Many beekeepers transport their honeybee hives around seed-crop fields and orchards at flowering time, and many commercial growers of crops such as tomatoes, peppers and strawberries, which are grown on a huge scale under glass, even buy colonies of factory-reared bumble bees which they introduce into their greenhouses to ensure high pollination rates: the weight and buzzing of a bumble bee landing on the flower helps shake the pollen off the anthers.

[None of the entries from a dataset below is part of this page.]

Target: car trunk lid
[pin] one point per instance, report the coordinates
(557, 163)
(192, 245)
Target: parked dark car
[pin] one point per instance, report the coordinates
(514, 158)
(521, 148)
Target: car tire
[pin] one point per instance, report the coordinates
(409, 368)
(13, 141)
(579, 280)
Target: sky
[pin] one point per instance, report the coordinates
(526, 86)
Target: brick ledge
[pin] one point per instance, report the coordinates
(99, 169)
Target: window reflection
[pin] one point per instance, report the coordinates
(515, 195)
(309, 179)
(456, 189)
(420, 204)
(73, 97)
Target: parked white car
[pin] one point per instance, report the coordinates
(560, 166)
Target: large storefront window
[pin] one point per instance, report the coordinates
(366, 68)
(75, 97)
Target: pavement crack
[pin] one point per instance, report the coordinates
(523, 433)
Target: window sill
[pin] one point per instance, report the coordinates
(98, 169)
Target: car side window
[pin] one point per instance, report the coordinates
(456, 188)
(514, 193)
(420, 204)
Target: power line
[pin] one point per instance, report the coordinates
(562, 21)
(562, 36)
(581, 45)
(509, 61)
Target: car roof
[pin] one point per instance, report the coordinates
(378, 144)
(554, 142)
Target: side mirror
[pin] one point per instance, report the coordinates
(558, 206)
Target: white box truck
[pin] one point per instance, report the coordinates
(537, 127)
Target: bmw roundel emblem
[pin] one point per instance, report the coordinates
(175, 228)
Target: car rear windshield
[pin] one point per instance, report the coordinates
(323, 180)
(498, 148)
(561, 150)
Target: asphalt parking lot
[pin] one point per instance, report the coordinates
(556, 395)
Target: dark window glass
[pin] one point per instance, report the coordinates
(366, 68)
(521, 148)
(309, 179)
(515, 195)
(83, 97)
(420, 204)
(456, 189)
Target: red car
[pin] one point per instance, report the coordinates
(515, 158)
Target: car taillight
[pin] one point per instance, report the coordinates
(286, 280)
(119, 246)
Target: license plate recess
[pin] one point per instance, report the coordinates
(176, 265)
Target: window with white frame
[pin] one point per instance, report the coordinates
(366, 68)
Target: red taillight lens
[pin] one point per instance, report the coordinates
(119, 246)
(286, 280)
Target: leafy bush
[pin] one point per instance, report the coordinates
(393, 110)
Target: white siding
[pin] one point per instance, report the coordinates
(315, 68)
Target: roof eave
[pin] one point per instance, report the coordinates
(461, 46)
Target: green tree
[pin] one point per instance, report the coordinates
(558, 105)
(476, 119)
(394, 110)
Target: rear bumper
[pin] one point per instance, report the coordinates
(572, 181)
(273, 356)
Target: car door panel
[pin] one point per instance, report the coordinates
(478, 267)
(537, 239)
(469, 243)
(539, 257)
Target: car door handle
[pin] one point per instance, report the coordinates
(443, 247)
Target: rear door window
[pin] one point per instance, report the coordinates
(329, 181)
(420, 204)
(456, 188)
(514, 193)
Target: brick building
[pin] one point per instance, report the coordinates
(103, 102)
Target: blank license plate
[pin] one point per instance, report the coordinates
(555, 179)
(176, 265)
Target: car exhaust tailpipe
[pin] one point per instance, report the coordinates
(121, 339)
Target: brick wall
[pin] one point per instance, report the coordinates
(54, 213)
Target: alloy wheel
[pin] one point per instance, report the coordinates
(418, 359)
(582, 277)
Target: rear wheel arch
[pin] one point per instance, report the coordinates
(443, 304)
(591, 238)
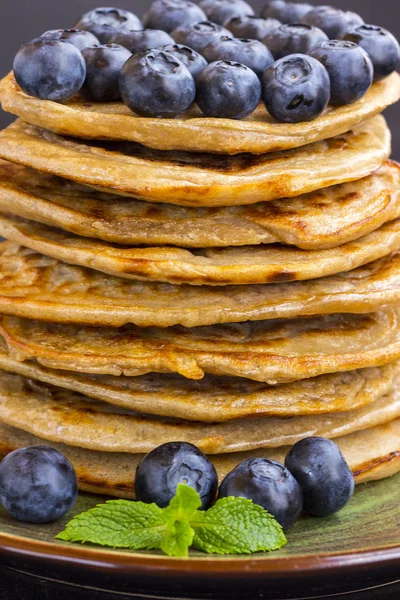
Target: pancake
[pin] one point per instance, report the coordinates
(259, 133)
(372, 454)
(57, 415)
(268, 351)
(218, 399)
(214, 266)
(321, 219)
(38, 287)
(200, 179)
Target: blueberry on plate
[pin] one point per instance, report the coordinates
(323, 474)
(268, 484)
(193, 61)
(50, 69)
(251, 53)
(37, 484)
(103, 69)
(140, 40)
(155, 83)
(169, 14)
(228, 89)
(350, 70)
(380, 45)
(286, 12)
(332, 20)
(198, 35)
(296, 88)
(80, 39)
(219, 11)
(293, 39)
(160, 472)
(104, 22)
(251, 26)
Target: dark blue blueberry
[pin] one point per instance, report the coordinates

Such bees are of course bred for the purpose, but wild bees are in such serious decline that we must start trying to protect those we still have, and create a less hostile environment for them. That means providing more safe forage for them: those of us who can, must grow more plants on which they can feed, and we must learn to grow those plants without using chemicals which can adversely affect bees and other insects feeding on them. Farmers and food producers will need encouragement, help and finance to find alternative crops, growing methods or treatments. \
Councils, other landowners and highways authorities must be encouraged to allow areas of ‘waste ground’ and roadside verges to grow without being sprayed, or cut before plants can set seed; perhaps they can even be encouraged to grow more ‘wildlife-friendly’ plants. The loss of flower-rich habitat is now acknowledged to be one of the main causes of decline in bee numbers worldwide: I well remember a roadside verge in Somerset which was a colourful ‘tapestry’ of wild flowers in the summer but which was regularly mown by the council and in the space of five years became ‘useless’ for insects.
Attitudes are changing, but old habits die hard; tv gardener Monty Don was recently heavily criticised for making the heretical suggestion that we should stop cutting our lawns – it seems that the most desirable lawn is still like a bowling green, with stripes; but daisies, clover, buttercups – plants which many of us try to eliminate from our lawns – will provide valuable forage for bees and many other insects. Let’s encourage councils everywhere to adopt a bee-friendly policy. Write to your council and point them in the direction of the Wildlife Trust’s information on managing road verges. You can also sign Plantlife’s petition and add a link to their site to your email to the council.
Spread the word! Stop spraying the dandelions and start feeding the bees!